Human rights groups are expressing outrage after several Hong Kong police were caught on camera beating an unarmed and handcuffed protester.
The incident happened Wednesday during a police attempt to clear demonstrators blocking an underpass on a key road near government headquarters.
Video footage by local television station TVB showed six plainclothes officers dragging a social worker into the darkened entrance of a building, where they repeatedly kicked and punched him for four minutes.
The territory's security chief, Lai Tung-kwok, told reporters the officers involved in the incident have been reassigned and that an investigation is ongoing.
In a statement, Amnesty International said the officers must also face prosecution for what it called the "vicious attack against a detained man who posed no threat to the police."
The Asian Human Rights Commission also expressed "shock and sadness" at the incident and called for the officers to be arrested and "brought before the law as early as possible."

The commission has set up a hotline for protesters who witness police brutality during the crackdown on the Hong Kong pro-democracy protesters.

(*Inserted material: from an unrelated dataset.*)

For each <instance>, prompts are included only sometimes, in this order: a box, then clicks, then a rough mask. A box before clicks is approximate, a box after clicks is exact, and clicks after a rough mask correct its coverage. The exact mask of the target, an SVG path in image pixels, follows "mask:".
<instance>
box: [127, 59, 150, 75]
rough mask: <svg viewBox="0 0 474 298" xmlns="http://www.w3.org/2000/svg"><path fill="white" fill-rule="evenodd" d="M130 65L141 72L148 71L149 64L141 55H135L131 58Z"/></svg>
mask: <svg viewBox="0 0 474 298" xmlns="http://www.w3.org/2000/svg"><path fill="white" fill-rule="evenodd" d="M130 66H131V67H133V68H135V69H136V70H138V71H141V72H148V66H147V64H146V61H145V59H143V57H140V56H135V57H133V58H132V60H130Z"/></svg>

Hundreds of police Wednesday used pepper spray and batons, and in some cases punched and tackled protesters to the ground during the clashes in the Admiralty district.
A police statement said 45 people were arrested. It added that four officers also received injuries, including a dislocated shoulder, a poked eye, and abrasions.
Protesters stormed the Lung Wo Road tunnel after police cleared other barricades at nearby demonstration sites the last two days, a move they say is aimed at freeing up roads blocked by the protests.
A 22-year-old protester, Samuel Lam, said he hopes blocking roads will force concessions from the government, which has refused to meet protesters' demands for electoral reforms.
"If we keep occupying different streets, and this may give some pressure to [the government], because they cannot control us," said Lam.
Police say they reacted peacefully in the early morning operation to clear the tunnel, but video recorded by local media suggests otherwise.
A Hong Kong television station, TVB, on Wednesday aired video appearing to show several police dragging a protester into a darkened entrance of a building, where they repeatedly kicked and punched him.
The operation is the toughest police response since late September, when authorities tried unsuccessfully to break up the protests using pepper spray and tear gas, a move that helped garner support for the protests.
Since then, police have taken a more restrained approach, and the protests have slowly begun to lose public support, especially from those trying to do business in the demonstration zones.
The demonstrations began in late September with the protesters, many of them university students, calling for the leader of the semi-autonomous city to resign and for the Chinese government to let Hong Kong voters elect their own leader without restrictions on candidates.
Chief Executive Leung Chun-ying has said he will not step down. His government initially agreed to hold talks with protesters, but eventually backed down, leading student leaders to expand their demonstrations.